PosIR: Position-Aware Heterogeneous Information Retrieval Benchmark

In real-world documents, the information relevant to a user query may reside anywhere from the beginning to the end. This makes position bias -- a systematic tendency of retrieval models to favor or neglect content based on its location -- a critical concern. Although recent studies have identified such bias, existing analyses focus predominantly on English, fail to disentangle document length from information position, and lack a standardized framework for systematic diagnosis. To address these limitations, we introduce PosIR (Position-Aware Information Retrieval), the first standardized benchmark designed to systematically diagnose position bias in diverse retrieval scenarios. PosIR comprises 310 datasets spanning 10 languages and 31 domains, with relevance tied to precise reference spans. At its methodological core, PosIR employs a length-controlled bucketing strategy that groups queries by positive document length and analyzes positional effects within each bucket. This design strictly isolates position bias from length-induced performance degradation. Extensive experiments on 10 state-of-the-art embedding-based retrieval models reveal that: (1) retrieval performance on PosIR with documents exceeding 1536 tokens correlates poorly with the MMTEB benchmark, exposing limitations of current short-text evaluations; (2) position bias is pervasive in embedding models and even increases with document length, with most models exhibiting primacy bias while certain models show unexpected recency bias; (3) as an exploratory investigation, gradient-based saliency analysis further uncovers two distinct internal mechanisms that correlate with these positional preferences. We hope that PosIR can serve as a valuable diagnostic framework to advance the development of position-robust retrieval systems.
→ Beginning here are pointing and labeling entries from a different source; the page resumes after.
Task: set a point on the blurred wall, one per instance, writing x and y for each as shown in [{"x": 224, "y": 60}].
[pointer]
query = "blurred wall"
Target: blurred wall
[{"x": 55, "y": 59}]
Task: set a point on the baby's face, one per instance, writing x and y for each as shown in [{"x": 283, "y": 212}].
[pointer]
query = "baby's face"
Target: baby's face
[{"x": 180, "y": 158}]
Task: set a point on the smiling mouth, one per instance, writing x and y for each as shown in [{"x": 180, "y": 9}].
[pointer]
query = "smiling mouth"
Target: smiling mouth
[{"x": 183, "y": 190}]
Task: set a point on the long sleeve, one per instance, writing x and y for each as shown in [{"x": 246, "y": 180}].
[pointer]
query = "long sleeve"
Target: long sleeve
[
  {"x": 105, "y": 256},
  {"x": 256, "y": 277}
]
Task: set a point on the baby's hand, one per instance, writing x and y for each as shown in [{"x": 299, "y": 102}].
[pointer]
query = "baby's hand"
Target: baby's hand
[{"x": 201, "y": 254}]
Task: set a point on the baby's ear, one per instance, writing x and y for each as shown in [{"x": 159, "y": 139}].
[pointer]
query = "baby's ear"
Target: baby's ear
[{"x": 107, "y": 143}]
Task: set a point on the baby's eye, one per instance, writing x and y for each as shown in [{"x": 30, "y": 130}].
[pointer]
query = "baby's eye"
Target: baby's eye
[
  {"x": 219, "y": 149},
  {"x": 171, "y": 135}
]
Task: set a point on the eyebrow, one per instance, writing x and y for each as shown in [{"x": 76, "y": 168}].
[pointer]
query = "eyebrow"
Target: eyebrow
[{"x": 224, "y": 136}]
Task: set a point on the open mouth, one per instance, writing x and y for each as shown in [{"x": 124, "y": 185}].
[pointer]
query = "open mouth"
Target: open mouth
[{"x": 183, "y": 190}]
翻译：在现实文档中，与用户查询相关的信息可能分布于文档的任意位置——从开头到结尾皆有可能。这使得位置偏差——即检索模型基于内容位置而系统性地偏好或忽略某些内容的倾向——成为一个关键问题。尽管近期研究已识别出此类偏差，但现有分析主要集中于英语，未能将文档长度与信息位置的影响分离，且缺乏用于系统化诊断的标准化框架。为应对这些局限，我们提出了PosIR（位置感知信息检索），这是首个旨在系统化诊断多样化检索场景中位置偏差的标准化基准。PosIR包含涵盖10种语言和31个领域的310个数据集，其相关性均与精确的参考文本片段绑定。在方法学核心上，PosIR采用长度控制的分桶策略：按正例文档长度对查询进行分组，并在每个桶内分析位置效应。该设计严格隔离了位置偏差与因长度引起的性能衰减。通过对10个基于嵌入的先进检索模型进行大量实验，我们发现：（1）在文档超过1536个标记的PosIR数据集上，检索性能与MMTEB基准的相关性较弱，这揭示了当前短文本评估的局限性；（2）位置偏差在嵌入模型中普遍存在，甚至随文档长度增加而加剧，大多数模型呈现首因偏差，而某些模型却表现出出人意料的近因偏差；（3）作为探索性研究，基于梯度的显著性分析进一步揭示了与这些位置偏好相关的两种不同内部机制。我们希望PosIR能作为一个有价值的诊断框架，推动位置鲁棒性检索系统的发展。